Bart: &BartSimpsons # create an anchor to this node.
name: Bart Simpsons
gender: male
I don't think that this can implicitly map to a @id: Bart because Anchors are a serialization details. The above document can be legitimately be serialized as
Bart: &anchor001 # create an anchor to this node.
name: Bart Simpsons
gender: male
Homer:
children:
- *anchor001 # An Alias references an anchor.
Representation graph
iiuc the yaml below
t100: &t100 100
valve1:
temperature: &temp100C
value: *t100
unit: degC
valve2:
temperature: *temp100C
maps to the following YAML rep. graph
graph LR;
root --> t100 & valve1 & valve2
t100 --> 100
valve1 --> temperature1[temperature] -->temp100C --> value & unit
value --> t100
unit --> degC
valve2 --> temperature2[temperature] -->temp100C
The first question I asked myself is: how do pyyaml process this information?.
pyyaml preserves reference when parsing mutable structures to a dict()
temperature = yaml.safe_load(temperature_yaml) # see doc above
assert temperature['valve1']['temperature']['value'] == 100
assert temperature['valve2']['temperature']['value'] == 100
# assign a new temperature
temperature['valve1']['temperature']['value'] = 200
assert temperature['valve2']['temperature']['value'] == 200 # Changed.
but acting on an immutable structure, things changes
assert temperature["t100"] == 100
assert temperature['valve2']['temperature']['value'] == 100
temperature["t100"] = 200
assert temperature['valve2']['temperature']['value'] == 100 # Not changed.
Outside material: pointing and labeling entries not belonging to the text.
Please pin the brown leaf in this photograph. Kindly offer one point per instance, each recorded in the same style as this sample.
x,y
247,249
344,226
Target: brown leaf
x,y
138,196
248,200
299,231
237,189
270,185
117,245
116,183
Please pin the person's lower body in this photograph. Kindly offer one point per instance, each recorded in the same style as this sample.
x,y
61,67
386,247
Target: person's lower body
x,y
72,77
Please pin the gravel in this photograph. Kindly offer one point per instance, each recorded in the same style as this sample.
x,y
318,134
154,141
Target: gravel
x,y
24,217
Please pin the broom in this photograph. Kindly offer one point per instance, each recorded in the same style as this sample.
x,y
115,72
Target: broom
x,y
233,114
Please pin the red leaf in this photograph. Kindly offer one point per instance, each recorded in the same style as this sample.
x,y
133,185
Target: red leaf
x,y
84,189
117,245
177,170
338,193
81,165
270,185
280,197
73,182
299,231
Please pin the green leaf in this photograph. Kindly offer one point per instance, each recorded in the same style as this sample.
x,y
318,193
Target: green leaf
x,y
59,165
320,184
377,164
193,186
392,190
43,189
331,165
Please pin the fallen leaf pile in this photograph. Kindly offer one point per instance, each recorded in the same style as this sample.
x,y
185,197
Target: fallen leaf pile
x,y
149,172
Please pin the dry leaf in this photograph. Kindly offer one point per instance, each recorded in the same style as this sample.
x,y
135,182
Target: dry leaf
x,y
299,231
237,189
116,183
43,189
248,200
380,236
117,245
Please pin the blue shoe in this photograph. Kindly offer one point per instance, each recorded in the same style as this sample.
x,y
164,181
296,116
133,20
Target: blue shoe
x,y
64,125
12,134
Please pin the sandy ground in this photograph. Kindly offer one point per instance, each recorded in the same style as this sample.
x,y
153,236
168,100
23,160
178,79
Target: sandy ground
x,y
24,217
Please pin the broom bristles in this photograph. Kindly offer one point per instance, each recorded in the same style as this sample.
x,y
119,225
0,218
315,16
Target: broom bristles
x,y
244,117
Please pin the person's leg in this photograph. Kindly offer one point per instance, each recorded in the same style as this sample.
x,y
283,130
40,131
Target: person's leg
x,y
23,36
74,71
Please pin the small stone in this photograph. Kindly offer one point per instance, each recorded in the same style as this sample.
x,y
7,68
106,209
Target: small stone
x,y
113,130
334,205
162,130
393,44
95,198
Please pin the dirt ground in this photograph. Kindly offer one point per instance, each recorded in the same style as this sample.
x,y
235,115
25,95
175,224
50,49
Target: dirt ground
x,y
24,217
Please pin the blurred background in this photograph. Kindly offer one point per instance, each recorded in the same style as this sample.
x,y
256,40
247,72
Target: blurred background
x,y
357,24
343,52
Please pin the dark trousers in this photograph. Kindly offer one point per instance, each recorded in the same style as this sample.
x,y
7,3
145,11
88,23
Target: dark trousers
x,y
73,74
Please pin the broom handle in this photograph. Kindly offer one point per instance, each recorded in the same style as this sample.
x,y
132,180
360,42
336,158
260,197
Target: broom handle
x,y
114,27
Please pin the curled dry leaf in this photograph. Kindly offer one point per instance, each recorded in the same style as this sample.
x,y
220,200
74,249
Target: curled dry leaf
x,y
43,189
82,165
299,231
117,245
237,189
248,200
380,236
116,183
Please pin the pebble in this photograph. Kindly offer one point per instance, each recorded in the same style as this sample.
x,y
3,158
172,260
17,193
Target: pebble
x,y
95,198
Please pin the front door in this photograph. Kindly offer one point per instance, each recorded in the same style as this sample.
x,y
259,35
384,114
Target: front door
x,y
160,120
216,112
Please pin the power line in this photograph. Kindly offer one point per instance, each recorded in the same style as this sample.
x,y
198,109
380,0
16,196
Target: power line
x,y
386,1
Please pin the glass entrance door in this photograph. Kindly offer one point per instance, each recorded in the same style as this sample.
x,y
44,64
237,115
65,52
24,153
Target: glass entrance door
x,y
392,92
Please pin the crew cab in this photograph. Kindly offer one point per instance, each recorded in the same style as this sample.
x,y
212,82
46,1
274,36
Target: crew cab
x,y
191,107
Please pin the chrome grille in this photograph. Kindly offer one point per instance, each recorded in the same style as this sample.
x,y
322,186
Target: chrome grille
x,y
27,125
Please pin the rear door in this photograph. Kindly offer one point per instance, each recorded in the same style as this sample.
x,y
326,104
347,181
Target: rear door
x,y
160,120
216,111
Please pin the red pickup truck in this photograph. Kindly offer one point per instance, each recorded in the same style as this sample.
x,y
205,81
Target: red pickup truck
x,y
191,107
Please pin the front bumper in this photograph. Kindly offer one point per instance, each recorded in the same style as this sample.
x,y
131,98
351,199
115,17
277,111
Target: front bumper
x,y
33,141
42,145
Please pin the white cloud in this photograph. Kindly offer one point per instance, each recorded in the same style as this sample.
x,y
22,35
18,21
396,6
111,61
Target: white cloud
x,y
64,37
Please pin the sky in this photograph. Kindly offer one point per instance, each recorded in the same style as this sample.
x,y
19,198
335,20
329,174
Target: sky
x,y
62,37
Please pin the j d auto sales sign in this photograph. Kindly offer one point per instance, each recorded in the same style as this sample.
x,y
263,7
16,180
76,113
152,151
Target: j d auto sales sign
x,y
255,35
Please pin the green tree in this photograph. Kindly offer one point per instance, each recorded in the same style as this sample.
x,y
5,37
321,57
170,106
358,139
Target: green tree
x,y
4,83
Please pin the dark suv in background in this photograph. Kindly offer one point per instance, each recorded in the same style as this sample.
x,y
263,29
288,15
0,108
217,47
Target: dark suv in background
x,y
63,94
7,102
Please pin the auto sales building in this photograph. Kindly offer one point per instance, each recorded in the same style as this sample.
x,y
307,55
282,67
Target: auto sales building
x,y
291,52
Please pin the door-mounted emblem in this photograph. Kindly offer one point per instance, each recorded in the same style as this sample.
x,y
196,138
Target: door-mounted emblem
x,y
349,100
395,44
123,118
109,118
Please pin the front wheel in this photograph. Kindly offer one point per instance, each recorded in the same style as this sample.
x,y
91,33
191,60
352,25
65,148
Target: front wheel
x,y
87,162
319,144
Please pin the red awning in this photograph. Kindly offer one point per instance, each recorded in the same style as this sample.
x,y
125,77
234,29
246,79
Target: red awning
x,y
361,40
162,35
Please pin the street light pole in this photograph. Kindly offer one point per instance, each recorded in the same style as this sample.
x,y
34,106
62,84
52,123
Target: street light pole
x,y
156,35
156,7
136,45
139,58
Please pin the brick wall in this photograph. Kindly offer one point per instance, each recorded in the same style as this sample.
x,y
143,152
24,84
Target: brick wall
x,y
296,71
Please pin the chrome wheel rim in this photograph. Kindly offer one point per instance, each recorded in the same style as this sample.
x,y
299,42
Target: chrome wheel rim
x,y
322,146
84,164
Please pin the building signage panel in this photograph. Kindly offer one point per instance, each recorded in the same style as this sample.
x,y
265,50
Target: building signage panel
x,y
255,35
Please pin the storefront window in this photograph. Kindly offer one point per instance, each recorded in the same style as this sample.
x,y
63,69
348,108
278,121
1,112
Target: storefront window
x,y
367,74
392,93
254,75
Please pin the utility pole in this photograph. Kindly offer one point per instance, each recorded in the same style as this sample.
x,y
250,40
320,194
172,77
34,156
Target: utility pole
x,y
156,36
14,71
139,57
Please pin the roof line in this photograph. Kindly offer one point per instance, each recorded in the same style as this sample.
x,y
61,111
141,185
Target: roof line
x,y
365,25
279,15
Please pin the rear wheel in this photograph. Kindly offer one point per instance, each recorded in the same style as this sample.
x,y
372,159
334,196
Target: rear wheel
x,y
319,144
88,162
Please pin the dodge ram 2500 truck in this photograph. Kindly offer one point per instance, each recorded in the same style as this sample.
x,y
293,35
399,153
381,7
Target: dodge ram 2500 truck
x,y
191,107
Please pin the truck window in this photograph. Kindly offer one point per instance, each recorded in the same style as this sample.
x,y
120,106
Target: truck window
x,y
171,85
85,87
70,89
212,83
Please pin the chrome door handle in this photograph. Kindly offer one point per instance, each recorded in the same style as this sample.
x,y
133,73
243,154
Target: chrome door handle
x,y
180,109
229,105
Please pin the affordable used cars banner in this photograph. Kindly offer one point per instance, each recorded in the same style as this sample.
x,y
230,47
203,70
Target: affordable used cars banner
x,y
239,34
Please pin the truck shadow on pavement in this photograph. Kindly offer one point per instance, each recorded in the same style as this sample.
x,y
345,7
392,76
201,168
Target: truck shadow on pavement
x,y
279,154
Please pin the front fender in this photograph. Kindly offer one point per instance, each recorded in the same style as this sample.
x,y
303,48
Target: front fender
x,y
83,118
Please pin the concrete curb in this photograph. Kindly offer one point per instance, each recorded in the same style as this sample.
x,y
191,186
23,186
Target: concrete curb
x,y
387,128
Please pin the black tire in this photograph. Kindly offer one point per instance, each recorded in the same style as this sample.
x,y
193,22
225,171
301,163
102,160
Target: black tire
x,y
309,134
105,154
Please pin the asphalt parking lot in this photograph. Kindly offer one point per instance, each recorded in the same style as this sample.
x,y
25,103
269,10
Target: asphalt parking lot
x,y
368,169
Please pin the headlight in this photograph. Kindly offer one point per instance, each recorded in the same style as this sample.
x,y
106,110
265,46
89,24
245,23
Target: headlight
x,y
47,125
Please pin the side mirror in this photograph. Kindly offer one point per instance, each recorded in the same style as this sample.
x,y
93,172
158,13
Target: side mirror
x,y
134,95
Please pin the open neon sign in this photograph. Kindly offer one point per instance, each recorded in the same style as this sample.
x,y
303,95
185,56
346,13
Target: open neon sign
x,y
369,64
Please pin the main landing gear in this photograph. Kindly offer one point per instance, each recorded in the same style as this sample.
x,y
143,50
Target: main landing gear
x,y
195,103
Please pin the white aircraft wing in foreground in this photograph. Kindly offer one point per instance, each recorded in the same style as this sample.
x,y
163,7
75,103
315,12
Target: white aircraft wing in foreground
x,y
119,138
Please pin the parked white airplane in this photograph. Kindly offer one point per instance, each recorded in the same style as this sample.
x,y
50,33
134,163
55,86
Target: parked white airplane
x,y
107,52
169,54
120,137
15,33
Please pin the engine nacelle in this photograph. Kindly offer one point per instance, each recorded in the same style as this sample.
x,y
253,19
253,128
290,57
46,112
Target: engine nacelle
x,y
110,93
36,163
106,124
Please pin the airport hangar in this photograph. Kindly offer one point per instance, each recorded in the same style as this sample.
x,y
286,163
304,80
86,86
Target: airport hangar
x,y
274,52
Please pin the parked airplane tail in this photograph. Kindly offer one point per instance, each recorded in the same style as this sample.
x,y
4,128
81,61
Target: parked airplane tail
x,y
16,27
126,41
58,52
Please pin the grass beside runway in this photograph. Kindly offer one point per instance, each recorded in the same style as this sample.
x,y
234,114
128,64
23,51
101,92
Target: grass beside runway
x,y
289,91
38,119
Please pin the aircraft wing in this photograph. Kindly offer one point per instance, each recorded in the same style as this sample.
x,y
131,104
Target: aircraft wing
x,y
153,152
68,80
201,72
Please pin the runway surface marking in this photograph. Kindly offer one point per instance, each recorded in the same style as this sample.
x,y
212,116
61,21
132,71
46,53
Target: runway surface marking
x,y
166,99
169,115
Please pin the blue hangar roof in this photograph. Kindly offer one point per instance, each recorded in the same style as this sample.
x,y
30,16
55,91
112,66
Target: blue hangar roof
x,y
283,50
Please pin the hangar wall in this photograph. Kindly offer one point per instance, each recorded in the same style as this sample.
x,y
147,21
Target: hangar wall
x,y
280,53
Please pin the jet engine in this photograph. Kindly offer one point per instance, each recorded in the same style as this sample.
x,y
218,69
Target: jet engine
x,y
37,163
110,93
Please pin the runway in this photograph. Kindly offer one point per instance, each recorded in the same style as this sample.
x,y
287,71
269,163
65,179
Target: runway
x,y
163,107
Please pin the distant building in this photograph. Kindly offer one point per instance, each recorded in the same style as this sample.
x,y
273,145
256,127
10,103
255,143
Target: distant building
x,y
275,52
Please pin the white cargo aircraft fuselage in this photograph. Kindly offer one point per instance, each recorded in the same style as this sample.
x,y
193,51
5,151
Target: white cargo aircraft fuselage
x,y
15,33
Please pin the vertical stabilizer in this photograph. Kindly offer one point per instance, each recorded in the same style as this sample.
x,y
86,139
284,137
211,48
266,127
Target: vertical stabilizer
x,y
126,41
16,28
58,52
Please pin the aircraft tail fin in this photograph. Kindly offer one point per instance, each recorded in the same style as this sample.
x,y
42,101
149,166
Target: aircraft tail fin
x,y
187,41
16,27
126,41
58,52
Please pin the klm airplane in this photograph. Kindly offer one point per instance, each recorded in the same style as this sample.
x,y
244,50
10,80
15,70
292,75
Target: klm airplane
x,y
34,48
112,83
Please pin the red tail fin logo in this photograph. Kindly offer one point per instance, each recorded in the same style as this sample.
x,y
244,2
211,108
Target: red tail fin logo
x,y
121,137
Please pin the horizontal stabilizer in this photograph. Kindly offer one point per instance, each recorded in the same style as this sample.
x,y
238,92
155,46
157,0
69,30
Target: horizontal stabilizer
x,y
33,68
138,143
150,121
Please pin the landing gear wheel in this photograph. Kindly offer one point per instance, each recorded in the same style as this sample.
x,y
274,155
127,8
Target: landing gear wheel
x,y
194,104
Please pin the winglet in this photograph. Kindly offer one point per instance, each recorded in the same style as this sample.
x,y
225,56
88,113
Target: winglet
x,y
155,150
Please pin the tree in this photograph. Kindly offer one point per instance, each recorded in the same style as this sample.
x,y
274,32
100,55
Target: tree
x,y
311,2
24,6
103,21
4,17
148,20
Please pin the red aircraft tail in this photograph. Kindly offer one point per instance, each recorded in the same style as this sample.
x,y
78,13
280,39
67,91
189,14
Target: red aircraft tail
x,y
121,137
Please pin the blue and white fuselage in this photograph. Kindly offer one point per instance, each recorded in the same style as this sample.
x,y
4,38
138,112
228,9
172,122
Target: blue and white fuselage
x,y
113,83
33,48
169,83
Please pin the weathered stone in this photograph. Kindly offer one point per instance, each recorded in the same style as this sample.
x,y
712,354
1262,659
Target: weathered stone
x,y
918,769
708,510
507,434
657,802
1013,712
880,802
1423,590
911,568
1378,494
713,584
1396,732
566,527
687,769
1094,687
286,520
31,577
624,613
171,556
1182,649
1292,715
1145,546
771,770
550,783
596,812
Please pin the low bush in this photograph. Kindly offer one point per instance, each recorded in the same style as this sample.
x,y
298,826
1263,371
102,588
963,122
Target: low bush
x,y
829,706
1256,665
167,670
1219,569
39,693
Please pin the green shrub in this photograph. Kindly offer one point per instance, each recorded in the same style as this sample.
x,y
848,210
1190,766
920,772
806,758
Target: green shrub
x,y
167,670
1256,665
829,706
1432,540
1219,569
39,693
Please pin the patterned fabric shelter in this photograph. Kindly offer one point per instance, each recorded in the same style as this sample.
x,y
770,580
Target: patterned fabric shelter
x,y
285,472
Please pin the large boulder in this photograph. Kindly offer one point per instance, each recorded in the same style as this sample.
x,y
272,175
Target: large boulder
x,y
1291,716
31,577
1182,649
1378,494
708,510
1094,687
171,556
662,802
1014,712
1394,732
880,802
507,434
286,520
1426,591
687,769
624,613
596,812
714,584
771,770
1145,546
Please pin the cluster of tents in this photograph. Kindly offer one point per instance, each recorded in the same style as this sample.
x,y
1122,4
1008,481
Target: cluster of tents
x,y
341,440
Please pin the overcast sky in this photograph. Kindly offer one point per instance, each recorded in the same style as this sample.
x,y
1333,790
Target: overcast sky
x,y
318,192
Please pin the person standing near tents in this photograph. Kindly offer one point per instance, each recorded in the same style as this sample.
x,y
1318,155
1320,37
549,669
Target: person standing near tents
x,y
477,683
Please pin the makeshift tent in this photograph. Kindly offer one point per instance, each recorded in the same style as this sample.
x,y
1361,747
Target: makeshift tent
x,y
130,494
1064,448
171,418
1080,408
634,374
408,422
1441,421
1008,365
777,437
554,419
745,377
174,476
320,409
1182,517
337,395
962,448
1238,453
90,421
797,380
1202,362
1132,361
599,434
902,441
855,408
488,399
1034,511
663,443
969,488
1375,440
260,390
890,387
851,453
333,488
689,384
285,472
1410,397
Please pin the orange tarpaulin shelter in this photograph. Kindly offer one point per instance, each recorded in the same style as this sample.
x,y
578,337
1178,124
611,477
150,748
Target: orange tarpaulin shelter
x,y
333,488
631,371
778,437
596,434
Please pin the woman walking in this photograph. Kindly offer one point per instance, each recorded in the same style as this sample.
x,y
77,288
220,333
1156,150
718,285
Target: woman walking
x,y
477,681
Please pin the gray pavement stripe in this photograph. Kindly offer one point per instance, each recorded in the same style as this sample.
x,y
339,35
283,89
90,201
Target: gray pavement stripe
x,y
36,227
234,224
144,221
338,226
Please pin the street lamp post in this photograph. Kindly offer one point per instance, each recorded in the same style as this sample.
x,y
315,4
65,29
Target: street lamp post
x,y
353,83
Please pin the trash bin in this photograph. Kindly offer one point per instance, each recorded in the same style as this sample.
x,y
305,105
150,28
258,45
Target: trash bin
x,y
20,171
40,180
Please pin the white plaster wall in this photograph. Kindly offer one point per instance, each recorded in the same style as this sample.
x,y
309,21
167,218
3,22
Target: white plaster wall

Sharing and Cycles (Frames)
Frames are quite key because they define what part of an RDF graph and how to unroll it to a JSON tree.
@gkellogg in #44
The JSON-LD Framing algorithm is quite complicated as it is.
Agreed, and I don't even know it properly. Of course, we'll use it whole-cloth without modification.
But I intuitively feel that anchors may have something to do with Frames because both address (to some degree) the problem "given a graph, how to serialize part of it as a tree". Both allow to share objects and handle cycles (to avoid infinite embedding), but:
- JSON-LD can share RDF nodes and nothing else
- YAML-LD anchors can share finer-grain structures: node URLs, single literals, pieces of objects (similar to
@included)
Modularity/Structuring
@pchampin
anchors can help in the description of complex contexts
JSON Schema has special modularity/structuring facilities, see https://json-schema.org/understanding-json-schema/structuring.html
- JSON-LD doesn't have such advanced facilities, so JSON-LD contexts tend to be gigantic.
- in a specific project we've assembled https://github.com/gs1/EPCIS/blob/master/epcis-context.jsonld from a bunch of files in https://github.com/gs1/EPCIS/tree/master/JSON-LD-Context, leading to numerous bugs https://github.com/gs1/EPCIS/issues/307 (in particular see
Bug 6 duplication)
- in a specific project we've assembled https://github.com/gs1/EPCIS/blob/master/epcis-context.jsonld from a bunch of files in https://github.com/gs1/EPCIS/tree/master/JSON-LD-Context, leading to numerous bugs https://github.com/gs1/EPCIS/issues/307 (in particular see
- JSON-LD modularity is based on including contexts by URL
- But just like YAML anchors vs node URLs, Schema inclusion feels finer-granularity than context inclusion
- Schema even has $anchor that's very similar to YAML anchors (but not used as often as JSON Pointers and the "standard place"
$defs) If we adopt #54, we should think about "merging" JSON Schema anchors with YAML anchors
So the question of YAML fragments and pointers, and how they relate to Schema fragments and JSON Pointers, is key. @ioggstream has been struggling with this problem: please take charge of this, keep up the fight, and we'll help as much as we can!
Syntax tweak
Thanks!
Representation graph
Yes, but the alias "nodes" t100, temp100C are quite different from the others because they carry no info and instead are just redirection pointers (so maybe use a different color).
This issue was discussed on the Aug 03 meeting.